The new Ogden discount rate is proposed to be set between 0% and 1%, and will be reviewed every three years to ensure claimants receive fair compensation. The move will also allow insurers to pass on rate savings to customers.
Following personal injury insurers pushing for a review of the discount rate, the Ministry of Justice has announced that the new rate will be set between 0% and 1%. The revision has been welcomed by the insurance industry after the rate was controversially changed from 2.5% to -0.75% in March 2017.
The new positive rate could be set under draft legislation that is to be laid before Parliament. However, the new rate will not apply retrospectively, and the new framework for setting the rate in the future will only apply if the draft law is enacted.

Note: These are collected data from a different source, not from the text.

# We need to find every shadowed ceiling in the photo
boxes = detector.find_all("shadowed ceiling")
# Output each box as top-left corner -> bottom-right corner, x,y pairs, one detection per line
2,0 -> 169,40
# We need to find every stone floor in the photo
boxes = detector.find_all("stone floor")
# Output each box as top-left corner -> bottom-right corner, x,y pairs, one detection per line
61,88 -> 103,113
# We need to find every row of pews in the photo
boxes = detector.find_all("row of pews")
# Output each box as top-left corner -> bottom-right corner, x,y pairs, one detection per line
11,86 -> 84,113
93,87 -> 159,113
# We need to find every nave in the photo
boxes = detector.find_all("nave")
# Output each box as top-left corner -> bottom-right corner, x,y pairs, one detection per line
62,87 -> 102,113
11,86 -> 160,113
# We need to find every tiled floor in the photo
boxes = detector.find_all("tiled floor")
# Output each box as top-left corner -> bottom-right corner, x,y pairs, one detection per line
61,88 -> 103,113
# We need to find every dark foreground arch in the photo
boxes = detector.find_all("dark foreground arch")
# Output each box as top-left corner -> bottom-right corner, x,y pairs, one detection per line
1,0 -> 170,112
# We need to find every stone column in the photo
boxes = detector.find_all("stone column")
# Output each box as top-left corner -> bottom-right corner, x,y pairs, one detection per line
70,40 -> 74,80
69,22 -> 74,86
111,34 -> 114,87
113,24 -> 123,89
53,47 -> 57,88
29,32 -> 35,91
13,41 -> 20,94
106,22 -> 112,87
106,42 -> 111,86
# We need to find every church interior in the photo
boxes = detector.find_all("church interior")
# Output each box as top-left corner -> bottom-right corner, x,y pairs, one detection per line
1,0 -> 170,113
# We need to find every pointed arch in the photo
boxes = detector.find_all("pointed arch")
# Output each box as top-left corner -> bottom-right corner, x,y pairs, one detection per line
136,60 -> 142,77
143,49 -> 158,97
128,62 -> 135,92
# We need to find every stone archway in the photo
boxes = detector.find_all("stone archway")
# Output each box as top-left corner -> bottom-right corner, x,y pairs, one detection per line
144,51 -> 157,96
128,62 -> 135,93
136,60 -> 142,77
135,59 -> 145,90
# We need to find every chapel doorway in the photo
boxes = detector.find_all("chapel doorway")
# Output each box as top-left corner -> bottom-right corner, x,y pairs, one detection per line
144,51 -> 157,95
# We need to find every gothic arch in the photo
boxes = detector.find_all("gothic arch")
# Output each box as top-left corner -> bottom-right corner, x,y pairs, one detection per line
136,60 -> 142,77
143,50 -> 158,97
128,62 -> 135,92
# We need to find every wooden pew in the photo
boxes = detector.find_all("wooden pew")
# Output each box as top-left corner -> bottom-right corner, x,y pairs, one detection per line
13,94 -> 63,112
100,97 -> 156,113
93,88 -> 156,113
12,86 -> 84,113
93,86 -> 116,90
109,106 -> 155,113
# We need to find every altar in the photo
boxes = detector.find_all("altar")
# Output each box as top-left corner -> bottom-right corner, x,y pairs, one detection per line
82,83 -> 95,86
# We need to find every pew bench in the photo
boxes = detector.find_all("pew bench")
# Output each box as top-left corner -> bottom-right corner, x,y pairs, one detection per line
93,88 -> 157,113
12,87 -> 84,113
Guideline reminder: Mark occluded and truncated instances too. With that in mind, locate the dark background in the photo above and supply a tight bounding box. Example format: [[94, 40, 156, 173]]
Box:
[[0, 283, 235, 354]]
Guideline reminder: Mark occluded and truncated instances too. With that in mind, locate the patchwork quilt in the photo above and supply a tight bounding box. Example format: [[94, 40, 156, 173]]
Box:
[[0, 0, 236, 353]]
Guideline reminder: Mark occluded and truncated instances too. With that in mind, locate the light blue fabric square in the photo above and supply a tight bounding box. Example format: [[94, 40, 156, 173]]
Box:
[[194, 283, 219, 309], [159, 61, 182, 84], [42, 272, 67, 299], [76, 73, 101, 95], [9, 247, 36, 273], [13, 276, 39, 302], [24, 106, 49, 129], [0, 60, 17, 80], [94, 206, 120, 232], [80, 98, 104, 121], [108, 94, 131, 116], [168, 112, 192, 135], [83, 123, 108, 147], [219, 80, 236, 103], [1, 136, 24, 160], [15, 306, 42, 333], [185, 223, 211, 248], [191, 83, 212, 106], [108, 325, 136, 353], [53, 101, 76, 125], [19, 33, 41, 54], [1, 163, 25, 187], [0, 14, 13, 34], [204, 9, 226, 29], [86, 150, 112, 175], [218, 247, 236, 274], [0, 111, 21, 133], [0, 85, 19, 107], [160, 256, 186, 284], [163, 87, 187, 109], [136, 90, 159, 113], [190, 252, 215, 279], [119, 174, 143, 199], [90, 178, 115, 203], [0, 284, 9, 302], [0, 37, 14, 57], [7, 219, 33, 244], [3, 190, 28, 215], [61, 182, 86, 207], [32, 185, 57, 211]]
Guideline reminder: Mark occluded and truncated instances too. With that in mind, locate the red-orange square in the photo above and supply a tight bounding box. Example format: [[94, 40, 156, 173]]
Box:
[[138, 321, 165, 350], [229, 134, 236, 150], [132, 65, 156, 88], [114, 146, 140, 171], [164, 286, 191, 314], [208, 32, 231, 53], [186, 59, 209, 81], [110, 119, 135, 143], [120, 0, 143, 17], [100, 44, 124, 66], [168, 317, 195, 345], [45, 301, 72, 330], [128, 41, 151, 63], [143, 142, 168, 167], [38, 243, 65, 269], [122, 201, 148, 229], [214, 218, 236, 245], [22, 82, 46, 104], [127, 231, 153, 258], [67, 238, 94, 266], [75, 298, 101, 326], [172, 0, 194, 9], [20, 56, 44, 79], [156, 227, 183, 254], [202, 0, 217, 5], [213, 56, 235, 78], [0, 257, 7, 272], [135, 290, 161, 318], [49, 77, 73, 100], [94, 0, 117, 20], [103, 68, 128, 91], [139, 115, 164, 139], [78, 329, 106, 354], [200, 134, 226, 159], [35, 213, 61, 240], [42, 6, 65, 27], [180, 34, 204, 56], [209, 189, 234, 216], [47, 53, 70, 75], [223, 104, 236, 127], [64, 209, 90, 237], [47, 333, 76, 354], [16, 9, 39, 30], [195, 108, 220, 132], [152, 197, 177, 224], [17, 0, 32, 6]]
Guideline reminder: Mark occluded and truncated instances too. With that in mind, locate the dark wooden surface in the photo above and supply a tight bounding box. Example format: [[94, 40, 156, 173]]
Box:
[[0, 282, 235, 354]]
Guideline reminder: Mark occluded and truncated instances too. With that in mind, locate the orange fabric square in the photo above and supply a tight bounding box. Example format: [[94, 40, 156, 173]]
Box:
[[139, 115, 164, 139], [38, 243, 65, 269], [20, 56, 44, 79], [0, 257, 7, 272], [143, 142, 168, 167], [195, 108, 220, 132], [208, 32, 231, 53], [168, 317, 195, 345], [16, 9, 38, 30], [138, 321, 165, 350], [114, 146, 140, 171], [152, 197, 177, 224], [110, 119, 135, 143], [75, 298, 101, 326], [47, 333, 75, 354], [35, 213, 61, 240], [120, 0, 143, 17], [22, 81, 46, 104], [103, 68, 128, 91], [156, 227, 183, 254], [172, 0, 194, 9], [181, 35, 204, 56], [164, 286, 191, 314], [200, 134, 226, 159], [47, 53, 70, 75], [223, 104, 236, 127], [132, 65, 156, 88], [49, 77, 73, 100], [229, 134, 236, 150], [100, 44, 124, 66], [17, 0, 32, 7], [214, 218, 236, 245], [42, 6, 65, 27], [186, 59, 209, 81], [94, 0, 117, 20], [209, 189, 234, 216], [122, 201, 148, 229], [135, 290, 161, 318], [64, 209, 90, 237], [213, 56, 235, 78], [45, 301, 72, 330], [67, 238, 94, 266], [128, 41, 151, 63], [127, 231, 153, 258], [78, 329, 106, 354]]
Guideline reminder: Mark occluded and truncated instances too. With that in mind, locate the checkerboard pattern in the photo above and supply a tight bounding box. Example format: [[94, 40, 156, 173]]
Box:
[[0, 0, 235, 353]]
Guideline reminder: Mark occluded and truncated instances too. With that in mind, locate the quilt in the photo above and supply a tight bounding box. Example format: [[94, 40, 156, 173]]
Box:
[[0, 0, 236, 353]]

Under the new proposed framework, the Ogden discount rate will be reviewed within 90 days of the enactment of new legislation and afterwards every three years, which will ensure it does not grow outdated. It will also be set in review of a wider range of low-risk investments instead of purely index-linked gilts, making sure the rate is set realistically with how individuals invest.
This is good news for insurers, as it will mean rate changes are more predictable and manageable. In their 2016 annual reports, insurers highlighted that profitability was affected because they had to revise their finances and increase reserves to acknowledge that future claims costs would rise.
The change is also a win for consumers. Personal injury claimants will have peace of mind that the amount of compensation they will receive is accurate. Lower claims costs for insurers mean savings will also be passed on to consumers through lower premiums.
But the industry is still waiting on the implementation of the Civil Liability Bill, which was announced in June 2017 during the Queen’s Speech. Fraudulent whiplash claims are continuing to drive up claims costs for motor insurers. Although a changed discount rate will allow insurers to deliver savings, the personal injury market will not see true reform until the Civil Liability Bill is also in force.